Comme Gérald Passédat le pratique déjà au MuCem de Marseille et Guy Savoy le projette à la Monnaie de Paris, ces grands noms de la gastronomie française se proposent d’introduire le «bien manger» au musée.
Le chef étoilé Michel Bras (1er plan) et son fils Sébastien présentent l’un des plats du restaurant qu’ils ouvrent au musée Soulages de Rodez. |
«On a fait quelques musées et on a trouvé que l’offre y était toujours aseptisée» entre pizzas et bruschettas, dit Michel Bras, 67 ans, fondateur du trois étoiles de Laguiole, à une heure de route au nord, dont s’occupe désormais son fils Sébastien. «On voulait que le lieu soit le prolongement émotionnel du musée».
Tous deux sont fiers de faire partie intégrante du projet qui met à l’honneur le peintre contemporain français le plus connu au monde, enfant de l’Aveyron comme eux.
Pierre Soulages, 94 ans, est né à Rodez. Depuis 35 ans, il peint en particulier des «outrenoir», tableaux abstraits qui explorent la réflexion de la lumière sur le noir, devenus sa marque de fabrique.

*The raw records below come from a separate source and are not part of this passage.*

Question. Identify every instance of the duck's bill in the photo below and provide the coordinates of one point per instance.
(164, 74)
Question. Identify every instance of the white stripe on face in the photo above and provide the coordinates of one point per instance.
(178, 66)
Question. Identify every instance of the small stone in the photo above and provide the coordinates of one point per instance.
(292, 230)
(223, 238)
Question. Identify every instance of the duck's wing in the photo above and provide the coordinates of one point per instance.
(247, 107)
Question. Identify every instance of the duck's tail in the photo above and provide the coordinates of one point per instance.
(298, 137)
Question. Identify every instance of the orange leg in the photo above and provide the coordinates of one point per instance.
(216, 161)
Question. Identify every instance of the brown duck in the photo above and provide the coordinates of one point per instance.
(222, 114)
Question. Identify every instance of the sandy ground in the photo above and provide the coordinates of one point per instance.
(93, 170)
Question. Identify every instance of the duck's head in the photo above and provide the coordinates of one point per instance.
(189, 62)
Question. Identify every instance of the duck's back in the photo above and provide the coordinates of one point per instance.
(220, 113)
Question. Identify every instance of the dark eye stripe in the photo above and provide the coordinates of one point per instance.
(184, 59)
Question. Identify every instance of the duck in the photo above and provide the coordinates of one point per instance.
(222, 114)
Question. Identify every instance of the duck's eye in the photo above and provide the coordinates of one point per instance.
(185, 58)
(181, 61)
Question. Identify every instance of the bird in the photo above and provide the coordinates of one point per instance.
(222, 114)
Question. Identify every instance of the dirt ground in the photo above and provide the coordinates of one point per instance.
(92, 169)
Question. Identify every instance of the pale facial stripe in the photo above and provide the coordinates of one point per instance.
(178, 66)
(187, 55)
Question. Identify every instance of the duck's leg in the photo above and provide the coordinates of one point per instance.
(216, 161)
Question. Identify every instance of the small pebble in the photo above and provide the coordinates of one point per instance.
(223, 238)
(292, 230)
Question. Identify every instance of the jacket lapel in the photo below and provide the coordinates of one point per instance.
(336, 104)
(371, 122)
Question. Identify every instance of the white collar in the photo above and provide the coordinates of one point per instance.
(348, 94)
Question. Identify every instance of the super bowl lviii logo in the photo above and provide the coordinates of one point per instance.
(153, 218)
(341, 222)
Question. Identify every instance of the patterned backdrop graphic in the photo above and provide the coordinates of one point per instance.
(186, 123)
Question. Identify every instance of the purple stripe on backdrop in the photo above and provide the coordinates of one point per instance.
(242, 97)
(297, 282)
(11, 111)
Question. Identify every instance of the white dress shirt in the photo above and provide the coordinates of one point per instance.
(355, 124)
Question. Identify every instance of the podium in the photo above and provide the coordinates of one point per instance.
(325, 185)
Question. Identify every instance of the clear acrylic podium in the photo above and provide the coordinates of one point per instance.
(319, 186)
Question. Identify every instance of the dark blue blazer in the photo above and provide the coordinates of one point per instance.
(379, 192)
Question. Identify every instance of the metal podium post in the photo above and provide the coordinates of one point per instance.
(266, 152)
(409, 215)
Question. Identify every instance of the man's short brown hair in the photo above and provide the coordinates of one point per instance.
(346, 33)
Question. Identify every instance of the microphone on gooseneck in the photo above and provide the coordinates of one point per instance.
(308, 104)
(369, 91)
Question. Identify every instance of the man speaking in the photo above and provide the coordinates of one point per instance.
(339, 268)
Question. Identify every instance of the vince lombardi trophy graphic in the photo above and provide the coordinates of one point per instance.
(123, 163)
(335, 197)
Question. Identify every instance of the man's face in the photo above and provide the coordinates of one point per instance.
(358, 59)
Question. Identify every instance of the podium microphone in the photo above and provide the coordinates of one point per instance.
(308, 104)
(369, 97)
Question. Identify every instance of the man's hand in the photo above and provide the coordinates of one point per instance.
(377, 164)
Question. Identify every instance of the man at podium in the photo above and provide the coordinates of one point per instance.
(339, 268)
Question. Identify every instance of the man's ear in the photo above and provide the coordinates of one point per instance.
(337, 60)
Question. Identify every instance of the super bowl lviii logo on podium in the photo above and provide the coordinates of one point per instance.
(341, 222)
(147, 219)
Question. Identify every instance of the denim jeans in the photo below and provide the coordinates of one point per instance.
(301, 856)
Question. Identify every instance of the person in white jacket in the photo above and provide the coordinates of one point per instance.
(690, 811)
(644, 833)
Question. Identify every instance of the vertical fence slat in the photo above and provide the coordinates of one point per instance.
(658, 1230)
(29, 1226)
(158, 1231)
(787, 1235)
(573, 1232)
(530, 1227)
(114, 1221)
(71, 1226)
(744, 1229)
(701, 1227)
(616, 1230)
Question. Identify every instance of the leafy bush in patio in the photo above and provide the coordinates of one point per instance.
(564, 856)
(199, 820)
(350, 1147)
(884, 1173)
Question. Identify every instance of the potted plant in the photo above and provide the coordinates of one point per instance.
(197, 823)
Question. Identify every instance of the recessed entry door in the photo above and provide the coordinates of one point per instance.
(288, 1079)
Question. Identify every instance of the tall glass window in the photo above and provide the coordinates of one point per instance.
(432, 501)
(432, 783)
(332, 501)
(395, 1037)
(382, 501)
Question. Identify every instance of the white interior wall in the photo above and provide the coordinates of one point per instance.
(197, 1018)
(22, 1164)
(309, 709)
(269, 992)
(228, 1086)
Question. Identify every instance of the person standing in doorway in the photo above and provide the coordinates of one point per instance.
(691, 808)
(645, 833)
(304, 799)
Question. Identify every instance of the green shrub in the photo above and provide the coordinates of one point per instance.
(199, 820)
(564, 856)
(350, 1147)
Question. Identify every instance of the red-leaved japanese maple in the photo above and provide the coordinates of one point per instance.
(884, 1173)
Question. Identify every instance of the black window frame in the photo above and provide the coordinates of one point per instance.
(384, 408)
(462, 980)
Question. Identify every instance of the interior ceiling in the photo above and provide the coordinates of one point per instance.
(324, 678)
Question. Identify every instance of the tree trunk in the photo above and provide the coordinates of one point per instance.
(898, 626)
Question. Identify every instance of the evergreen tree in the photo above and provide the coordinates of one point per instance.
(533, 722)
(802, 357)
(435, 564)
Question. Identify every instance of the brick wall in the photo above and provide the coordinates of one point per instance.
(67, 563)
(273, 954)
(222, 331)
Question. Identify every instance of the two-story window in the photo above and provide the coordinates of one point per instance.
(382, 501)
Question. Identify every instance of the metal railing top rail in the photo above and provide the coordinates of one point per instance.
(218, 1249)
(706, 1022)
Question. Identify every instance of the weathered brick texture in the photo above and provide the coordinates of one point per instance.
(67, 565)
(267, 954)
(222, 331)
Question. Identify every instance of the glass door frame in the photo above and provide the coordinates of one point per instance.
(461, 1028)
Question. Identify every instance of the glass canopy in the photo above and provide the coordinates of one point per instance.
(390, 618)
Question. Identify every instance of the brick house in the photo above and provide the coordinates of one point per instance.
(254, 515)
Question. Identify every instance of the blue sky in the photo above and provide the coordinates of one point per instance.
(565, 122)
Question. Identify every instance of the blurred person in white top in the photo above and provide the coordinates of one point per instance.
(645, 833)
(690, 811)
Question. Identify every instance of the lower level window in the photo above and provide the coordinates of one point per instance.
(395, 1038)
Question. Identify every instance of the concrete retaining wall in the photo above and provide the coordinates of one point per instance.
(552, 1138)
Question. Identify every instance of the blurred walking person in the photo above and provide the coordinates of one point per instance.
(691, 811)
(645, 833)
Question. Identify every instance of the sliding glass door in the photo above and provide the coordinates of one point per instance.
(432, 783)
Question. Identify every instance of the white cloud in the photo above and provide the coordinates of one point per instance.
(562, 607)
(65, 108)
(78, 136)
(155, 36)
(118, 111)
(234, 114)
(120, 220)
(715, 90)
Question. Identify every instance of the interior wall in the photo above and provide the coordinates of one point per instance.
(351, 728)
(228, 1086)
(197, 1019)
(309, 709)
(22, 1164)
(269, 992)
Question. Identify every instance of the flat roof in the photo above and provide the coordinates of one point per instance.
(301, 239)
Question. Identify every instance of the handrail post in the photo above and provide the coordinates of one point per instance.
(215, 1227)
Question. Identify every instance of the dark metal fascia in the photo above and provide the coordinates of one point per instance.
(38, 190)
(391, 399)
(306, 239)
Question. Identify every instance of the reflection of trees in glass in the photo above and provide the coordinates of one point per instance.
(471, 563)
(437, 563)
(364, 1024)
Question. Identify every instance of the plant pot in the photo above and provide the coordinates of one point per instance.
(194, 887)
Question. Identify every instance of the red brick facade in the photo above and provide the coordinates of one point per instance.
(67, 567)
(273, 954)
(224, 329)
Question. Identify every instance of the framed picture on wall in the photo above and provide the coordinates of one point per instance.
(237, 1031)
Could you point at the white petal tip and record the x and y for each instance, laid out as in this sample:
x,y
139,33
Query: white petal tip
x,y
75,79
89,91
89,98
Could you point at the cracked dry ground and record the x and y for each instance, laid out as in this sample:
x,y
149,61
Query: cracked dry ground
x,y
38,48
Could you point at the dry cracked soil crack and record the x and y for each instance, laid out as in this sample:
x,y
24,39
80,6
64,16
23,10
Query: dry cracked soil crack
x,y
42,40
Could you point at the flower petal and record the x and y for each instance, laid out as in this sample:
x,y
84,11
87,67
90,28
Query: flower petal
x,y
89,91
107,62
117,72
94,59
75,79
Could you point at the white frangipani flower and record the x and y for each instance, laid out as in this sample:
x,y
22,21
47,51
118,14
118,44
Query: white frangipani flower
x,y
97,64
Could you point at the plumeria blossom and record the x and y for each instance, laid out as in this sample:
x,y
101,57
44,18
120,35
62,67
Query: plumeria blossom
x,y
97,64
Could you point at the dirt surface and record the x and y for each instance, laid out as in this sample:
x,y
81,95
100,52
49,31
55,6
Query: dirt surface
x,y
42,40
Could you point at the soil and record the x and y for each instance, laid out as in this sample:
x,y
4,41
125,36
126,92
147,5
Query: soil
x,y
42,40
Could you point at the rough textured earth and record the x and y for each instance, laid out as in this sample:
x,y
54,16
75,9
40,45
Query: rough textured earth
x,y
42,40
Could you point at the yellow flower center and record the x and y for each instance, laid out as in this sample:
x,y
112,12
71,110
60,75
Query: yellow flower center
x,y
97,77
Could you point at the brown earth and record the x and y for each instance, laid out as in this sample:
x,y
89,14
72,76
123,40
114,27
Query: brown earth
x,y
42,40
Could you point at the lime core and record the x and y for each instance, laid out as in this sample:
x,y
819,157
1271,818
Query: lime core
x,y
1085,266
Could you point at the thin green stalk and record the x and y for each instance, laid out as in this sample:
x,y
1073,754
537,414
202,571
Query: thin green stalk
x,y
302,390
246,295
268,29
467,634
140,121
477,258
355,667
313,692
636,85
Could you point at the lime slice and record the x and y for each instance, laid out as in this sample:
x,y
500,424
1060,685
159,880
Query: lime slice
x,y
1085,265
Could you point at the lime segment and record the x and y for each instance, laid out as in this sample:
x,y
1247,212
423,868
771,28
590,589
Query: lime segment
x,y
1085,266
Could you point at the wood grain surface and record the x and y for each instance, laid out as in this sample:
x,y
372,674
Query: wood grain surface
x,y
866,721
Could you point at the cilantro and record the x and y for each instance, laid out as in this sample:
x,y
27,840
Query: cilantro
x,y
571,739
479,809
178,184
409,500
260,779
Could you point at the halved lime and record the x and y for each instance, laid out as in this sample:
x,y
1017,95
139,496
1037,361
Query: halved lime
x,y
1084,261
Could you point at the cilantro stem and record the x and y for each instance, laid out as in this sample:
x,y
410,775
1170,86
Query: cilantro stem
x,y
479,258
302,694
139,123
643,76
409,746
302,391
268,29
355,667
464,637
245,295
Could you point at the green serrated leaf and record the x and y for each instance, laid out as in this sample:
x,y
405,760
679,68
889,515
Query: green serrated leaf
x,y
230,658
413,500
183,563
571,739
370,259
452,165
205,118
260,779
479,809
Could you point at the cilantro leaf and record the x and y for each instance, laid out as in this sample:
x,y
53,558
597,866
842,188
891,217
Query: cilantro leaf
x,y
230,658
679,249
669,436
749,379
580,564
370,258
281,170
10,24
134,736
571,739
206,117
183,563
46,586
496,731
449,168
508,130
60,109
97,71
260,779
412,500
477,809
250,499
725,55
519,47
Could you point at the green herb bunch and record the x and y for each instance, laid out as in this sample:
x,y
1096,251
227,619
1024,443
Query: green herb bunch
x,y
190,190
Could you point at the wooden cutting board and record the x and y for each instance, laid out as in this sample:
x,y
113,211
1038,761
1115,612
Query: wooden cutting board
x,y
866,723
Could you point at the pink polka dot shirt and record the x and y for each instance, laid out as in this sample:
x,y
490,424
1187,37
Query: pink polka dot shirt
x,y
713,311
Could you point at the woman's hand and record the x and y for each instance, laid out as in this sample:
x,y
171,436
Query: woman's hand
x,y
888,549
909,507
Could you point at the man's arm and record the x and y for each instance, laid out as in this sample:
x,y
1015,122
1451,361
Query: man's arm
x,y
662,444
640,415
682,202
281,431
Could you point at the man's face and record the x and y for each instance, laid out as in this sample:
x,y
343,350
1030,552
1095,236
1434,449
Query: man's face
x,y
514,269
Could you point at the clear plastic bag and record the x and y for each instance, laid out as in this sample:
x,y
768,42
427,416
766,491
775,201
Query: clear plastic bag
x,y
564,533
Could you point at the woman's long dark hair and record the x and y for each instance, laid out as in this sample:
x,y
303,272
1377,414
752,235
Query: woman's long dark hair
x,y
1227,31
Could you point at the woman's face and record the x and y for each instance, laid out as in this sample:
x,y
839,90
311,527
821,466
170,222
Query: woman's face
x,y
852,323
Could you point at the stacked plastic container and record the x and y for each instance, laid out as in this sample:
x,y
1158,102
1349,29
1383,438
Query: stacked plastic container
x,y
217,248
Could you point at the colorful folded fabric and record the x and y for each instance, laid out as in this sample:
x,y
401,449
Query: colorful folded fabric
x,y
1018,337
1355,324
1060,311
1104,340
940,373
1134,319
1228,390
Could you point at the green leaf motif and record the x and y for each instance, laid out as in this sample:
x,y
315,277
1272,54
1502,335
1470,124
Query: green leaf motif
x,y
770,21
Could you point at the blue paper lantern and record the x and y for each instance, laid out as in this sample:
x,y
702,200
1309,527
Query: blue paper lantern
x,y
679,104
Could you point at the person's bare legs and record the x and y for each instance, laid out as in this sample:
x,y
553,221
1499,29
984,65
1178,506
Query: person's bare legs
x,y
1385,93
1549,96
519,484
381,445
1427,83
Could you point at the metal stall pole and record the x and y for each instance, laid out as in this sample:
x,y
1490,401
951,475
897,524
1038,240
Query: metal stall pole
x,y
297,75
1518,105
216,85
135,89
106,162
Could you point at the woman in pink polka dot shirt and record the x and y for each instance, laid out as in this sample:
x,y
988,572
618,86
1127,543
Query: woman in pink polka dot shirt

Le musée Soulages, qui place Rodez, préfecture de 27.000 habitants, sur la carte internationale de l’art, ouvre les 30 et 31 mai dans ses cubes d’acier et de verre à peine sortis de terre, gris et rouille, les teintes dominantes de l’Aveyron. Au cœur de l’édifice réalisé par les architectes catalans RCR, le café Bras commence à accueillir le public dès le 1er avril.
Le «registre de l’Aveyron»
Le mois de décalage sera mis à profit pour peaufiner la carte et rôder l’équipe de douze personnes qui travaillera dans le restaurant ouvert sur les paysages aveyronnais, raconte Sébastien Bras.
C’est à l’automne 2009 que les Bras ont remporté l’appel d’offres pour prendre en mains la restauration du musée, né de deux donations du peintre et de son épouse Colette. «On les avait côtoyés au Suquet», le restaurant gastronomique de Laguiole, explique Michel Bras à la presse. Le peintre a eu son mot à dire au moment du choix du lauréat.
Le chef étoilé Michel Bras (droite) prépare un plat dans la cuisine de son restaurant du musée Soulages de Rodez. |
À l’image de l’artiste, la famille Bras estime que «plus les moyens sont limités, plus l’expression est forte», souligne Michel, qui se définit «comme un autodidacte resté en Aubrac au moment où tant de monde filait vers la capitale». De fait, l’idée est de faire «une cuisine simple qui puise ses sources dans le registre de l’Aveyron», avec des produits du cru inspirés de la tradition locale et de ses souvenirs.
D’un côté, un espace dédié à la restauration de comptoir offrira des en-cas à différents moments de la journée, aux tarifs allant de 4,50 à 18 euros : le matin seront par exemple proposés des pascades (sortes de crêpes) à l’oeuf brouillé, fritons de porc et repounchous (genre d’asperge sauvage) ou des tripous qui «se mangent le matin» en Aveyron. L’après-midi, des tartes aux fruits seront à l’honneur.
Un espace de restauration classique servira, pour 29 euros, un menu du jour. Au total, le café Bras qui représente un investissement de quelques centaines de milliers d’euros, comptera une centaine de couverts.
Le conservateur du nouveau musée, Benoît Ducron, est enthousiaste. «On vit dans une civilisation des loisirs et la gastronomie est un art à part entière», estime-t-il. «Je trouve très intelligent de faire vivre un musée avec un restaurant» de grande qualité même si les deux espaces auront leur vie parallèle.
Le musée comptera un fond permanent constitué d’environ 500 oeuvres et pièces - peintures sur toile et sur papier, dont de précieux «brous de noix», les cartons préparatoires aux fameux vitraux de l’abbatiale de Conques voisine, un grand «outrenoir» de 1986 - auquel s’ajouteront des expositions temporaires d’autres artistes.
Mais pour l’ouverture, 23 grands «outrenoir» de Pierre Soulages venus des plus grands musées d’Europe constitueront l’exposition temporaire. Le musée veut ainsi célébrer «la chance de faire une exposition avec un artiste en activité dans son propre musée», souligne Benoît Decron.